The Itawamba County Development Council (ICDC) has recognized longtime Fulton physician Dr. Billy Collum with its Lifetime Achievement Award.
The award, only the second the nonprofit organization has given out in recent history, was presented during the ICDC’s annual banquet, held last week at Yamato Hibachi & Sushi in Fulton. Collum, who attended under the pretense that his daughter was the event’s guest speaker, said the honor took him completely by surprise.
Collum practiced medicine in Fulton for more than 57 years. He opened his own clinic in 1955 and spent the next three decades running it. After “retiring” and shuttering his clinic, he took what he intended to be a stint at North Mississippi Medical Center’s Fulton clinic … a job he kept for 19 additional years.
He finally retired … for real this time … in 2012. He was 82.
It was Collum’s father, Dr. William Thomas Collum, who inspired him to become a physician. In 2012, Collum told The Times that he couldn’t remember a time when he wanted to be anything other than a physician.
“He was my idol,” he said of his father. “I’d help him out with his work a little bit. It was always my goal to be a doctor like him.”
Collum was born and raised in Fairview. He graduated Itawamba Agricultural High School in 1949 as valedictorian and class president. He received his bachelor’s of arts from the University of Mississippi and later graduated from Harvard as one of the youngest members of his class.
He and his wife, Barbara Jean, have 10 children, 12 grandchildren and four great-grandchildren.
The ICDC Lifetime Achievement Award is given sporadically. The last award was presented to former Fulton mayor Jack Creely, now deceased, in 2015.
Businesses of the Year
The ICDC also used a portion of their banquet to present awards for both its small and large businesses of the year.

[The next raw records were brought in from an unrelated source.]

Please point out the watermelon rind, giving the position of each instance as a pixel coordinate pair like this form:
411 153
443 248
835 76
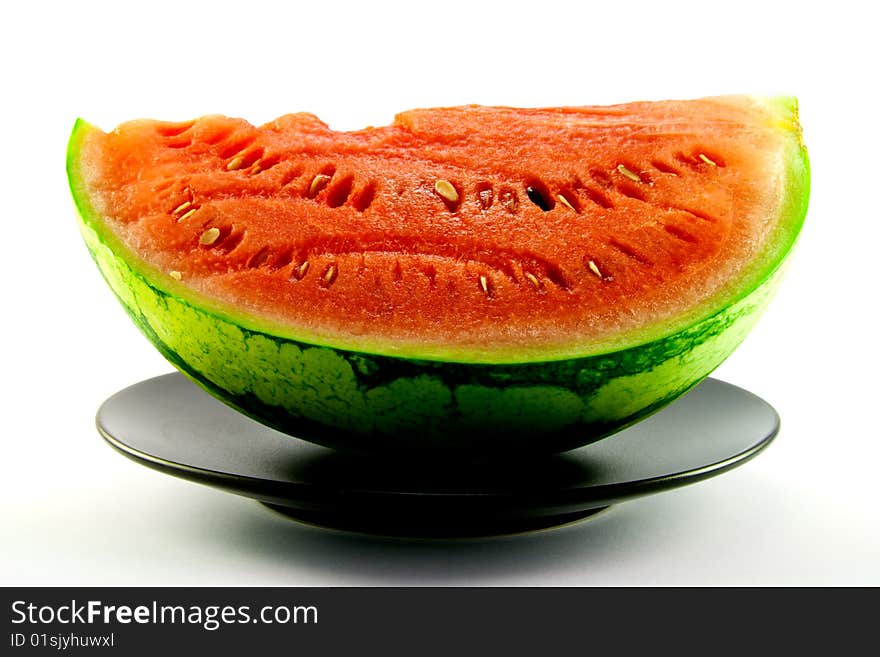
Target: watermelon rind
379 397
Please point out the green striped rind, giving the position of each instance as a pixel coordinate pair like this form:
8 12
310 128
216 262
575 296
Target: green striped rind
380 402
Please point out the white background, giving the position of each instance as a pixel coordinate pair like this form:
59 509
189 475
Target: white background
75 512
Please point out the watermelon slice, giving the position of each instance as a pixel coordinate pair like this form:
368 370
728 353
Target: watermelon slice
464 276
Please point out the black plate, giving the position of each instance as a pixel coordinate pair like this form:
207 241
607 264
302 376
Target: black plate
169 424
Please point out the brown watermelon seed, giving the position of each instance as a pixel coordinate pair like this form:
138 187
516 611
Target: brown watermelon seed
536 197
300 271
182 207
209 236
235 163
565 202
632 175
485 196
187 215
319 182
445 189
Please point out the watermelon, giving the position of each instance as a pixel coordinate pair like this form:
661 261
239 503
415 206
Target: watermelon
462 279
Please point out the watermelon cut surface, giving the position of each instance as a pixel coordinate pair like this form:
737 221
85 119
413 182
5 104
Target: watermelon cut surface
464 275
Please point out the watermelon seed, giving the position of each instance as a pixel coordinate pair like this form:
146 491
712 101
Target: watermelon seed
445 189
705 159
536 197
181 208
485 197
484 284
187 215
259 258
300 272
209 236
364 198
319 182
235 163
508 200
565 202
628 173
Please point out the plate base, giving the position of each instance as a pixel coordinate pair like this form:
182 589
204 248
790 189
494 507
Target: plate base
431 527
169 424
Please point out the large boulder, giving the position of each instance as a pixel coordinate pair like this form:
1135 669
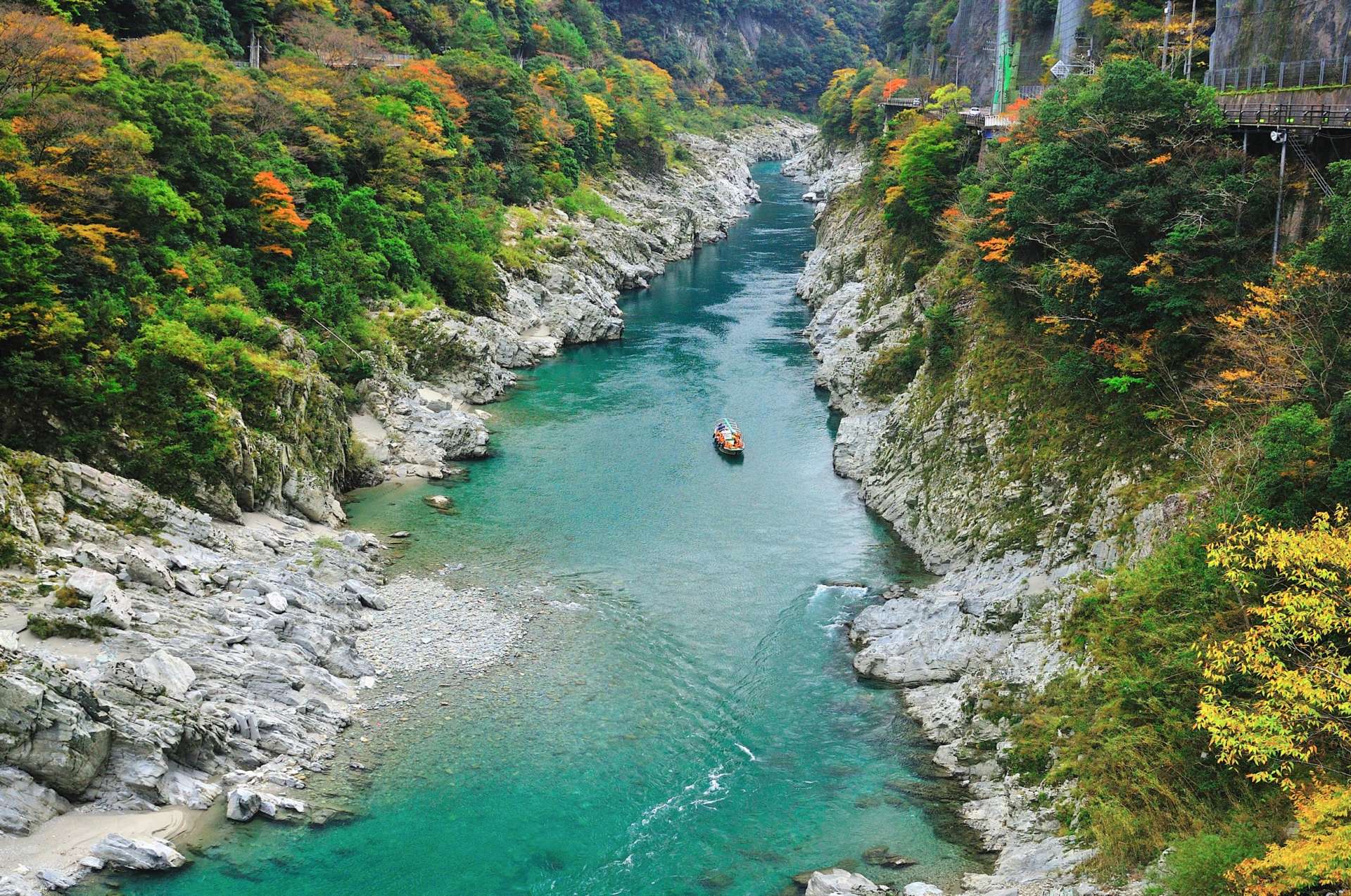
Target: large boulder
17 887
138 855
169 672
92 584
114 608
365 594
145 568
180 787
15 513
49 736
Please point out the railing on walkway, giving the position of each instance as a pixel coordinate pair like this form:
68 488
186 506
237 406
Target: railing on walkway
1281 76
1285 115
903 101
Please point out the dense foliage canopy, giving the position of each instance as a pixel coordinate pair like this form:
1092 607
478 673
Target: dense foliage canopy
777 53
168 217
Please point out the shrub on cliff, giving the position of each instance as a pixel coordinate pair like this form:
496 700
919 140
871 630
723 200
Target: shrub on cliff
1117 212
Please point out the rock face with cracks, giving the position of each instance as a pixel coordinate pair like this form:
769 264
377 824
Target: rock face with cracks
931 462
173 649
415 427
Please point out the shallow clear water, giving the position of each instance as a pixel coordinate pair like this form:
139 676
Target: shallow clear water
696 728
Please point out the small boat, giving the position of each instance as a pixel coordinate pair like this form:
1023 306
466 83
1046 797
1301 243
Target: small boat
727 437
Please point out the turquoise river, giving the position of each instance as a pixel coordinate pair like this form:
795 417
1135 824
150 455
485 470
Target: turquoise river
696 727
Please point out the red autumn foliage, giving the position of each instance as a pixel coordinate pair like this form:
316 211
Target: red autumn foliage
277 212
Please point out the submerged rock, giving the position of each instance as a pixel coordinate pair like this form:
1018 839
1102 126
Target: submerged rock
920 888
242 805
138 855
838 881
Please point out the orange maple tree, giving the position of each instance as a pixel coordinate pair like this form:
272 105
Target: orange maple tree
277 212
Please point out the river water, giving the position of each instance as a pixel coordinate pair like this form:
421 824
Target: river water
694 728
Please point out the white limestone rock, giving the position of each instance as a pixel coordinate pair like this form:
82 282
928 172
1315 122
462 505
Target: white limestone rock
92 584
169 672
25 803
144 567
242 805
149 855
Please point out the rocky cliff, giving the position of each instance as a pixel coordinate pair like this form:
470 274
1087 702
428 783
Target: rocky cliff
1011 525
153 655
304 449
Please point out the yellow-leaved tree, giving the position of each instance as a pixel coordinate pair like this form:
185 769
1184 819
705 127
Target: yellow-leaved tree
1277 698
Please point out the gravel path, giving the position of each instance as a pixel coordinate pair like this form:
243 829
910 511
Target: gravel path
430 625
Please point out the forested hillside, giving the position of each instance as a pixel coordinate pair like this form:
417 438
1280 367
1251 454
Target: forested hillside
191 243
1111 258
777 53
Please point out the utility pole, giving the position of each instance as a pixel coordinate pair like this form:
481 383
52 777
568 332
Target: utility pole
1001 51
1191 38
1283 138
1167 20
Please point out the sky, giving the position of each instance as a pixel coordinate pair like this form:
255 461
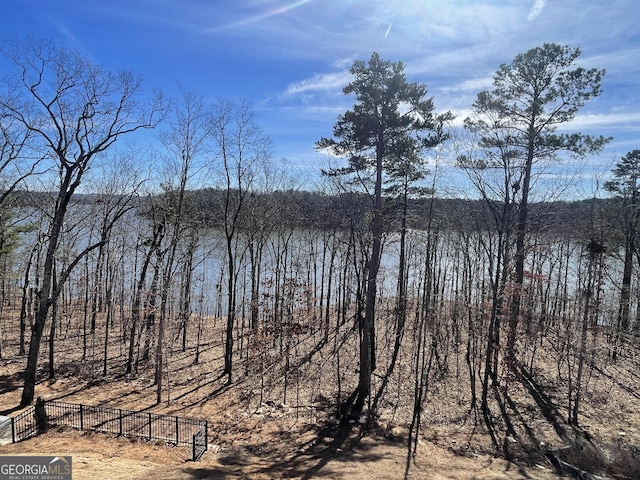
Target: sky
290 59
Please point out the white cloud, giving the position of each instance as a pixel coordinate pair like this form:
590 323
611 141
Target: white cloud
536 9
319 83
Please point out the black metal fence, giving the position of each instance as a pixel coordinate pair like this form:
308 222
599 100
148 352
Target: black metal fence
24 425
127 423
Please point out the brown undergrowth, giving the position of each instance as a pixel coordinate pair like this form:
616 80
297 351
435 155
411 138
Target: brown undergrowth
279 418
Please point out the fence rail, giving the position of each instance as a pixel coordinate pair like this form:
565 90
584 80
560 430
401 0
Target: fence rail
125 423
24 425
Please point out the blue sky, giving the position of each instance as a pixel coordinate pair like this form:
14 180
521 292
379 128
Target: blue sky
291 58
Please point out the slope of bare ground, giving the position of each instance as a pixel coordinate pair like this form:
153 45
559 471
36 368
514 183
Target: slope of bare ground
259 430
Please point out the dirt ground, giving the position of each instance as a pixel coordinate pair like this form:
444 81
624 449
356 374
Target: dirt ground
299 439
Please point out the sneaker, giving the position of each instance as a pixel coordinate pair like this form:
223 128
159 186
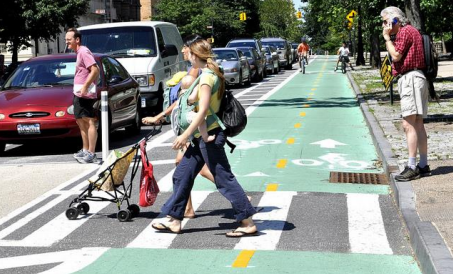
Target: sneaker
79 154
89 158
408 174
426 171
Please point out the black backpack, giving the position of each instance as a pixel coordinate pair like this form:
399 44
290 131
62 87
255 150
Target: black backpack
431 62
232 114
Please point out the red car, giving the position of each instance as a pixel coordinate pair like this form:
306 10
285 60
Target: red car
36 101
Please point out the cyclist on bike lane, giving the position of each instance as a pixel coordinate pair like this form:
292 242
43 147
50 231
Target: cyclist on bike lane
343 52
303 51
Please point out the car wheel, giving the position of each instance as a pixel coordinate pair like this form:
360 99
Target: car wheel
136 127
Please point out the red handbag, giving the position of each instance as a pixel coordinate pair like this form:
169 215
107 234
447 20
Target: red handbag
148 185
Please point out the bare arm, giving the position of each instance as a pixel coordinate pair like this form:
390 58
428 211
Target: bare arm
94 74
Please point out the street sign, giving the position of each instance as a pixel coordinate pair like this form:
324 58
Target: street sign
386 73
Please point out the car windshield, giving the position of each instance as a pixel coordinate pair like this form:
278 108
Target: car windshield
279 45
229 55
43 73
237 44
121 41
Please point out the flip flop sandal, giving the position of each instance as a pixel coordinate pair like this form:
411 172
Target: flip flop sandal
239 234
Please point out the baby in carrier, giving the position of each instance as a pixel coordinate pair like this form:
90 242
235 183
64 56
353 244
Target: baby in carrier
186 82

Riley Building Supplies, Inc. was named the organization’s Large Business of the Year; Mantachie-based L&L Screenprinting was presented with the Small Business of the Year award.
Riley’s has been around since the 1940s and has steadily grown to one of the county’s largest businesses. Still owned and operated by the Riley family, the company maintains two local storefronts, while helping supply the needs for construction projects throughout the area.
Son and mother co-owners Cory and Teresa Lindsey were forced to move their young business, L&L Screenprinting, after a 2017 tornado wiped out their original location. They have since reopened their business in Mantachie and have been steadily adding to their clientele.
The usual business
In addition to presenting their annual awards, the organizers of ICDC’s annual banquet also took time to highlight some of the organization’s successes from the past year and discuss plans for the future.
Jim McCullough, president of the ICDC board, said the organization values its partnerships with elected officials, businesses and other area nonprofits, and that it hopes to continue strengthening those relationships in the coming year.
McCullough briefly mentioned some the past year’s completed projects, including the publication of a new county map and promotional material for Fulton’s leg of the Underground Railroad Bicycle Route. He also touched on future plans, including the ICDC’s upcoming small business grant program.
“That’s something we’re extremely, extremely excited about,” McCullough said.
The ICDC president added that the organization exists to do “anything to help Itawamba County grow.”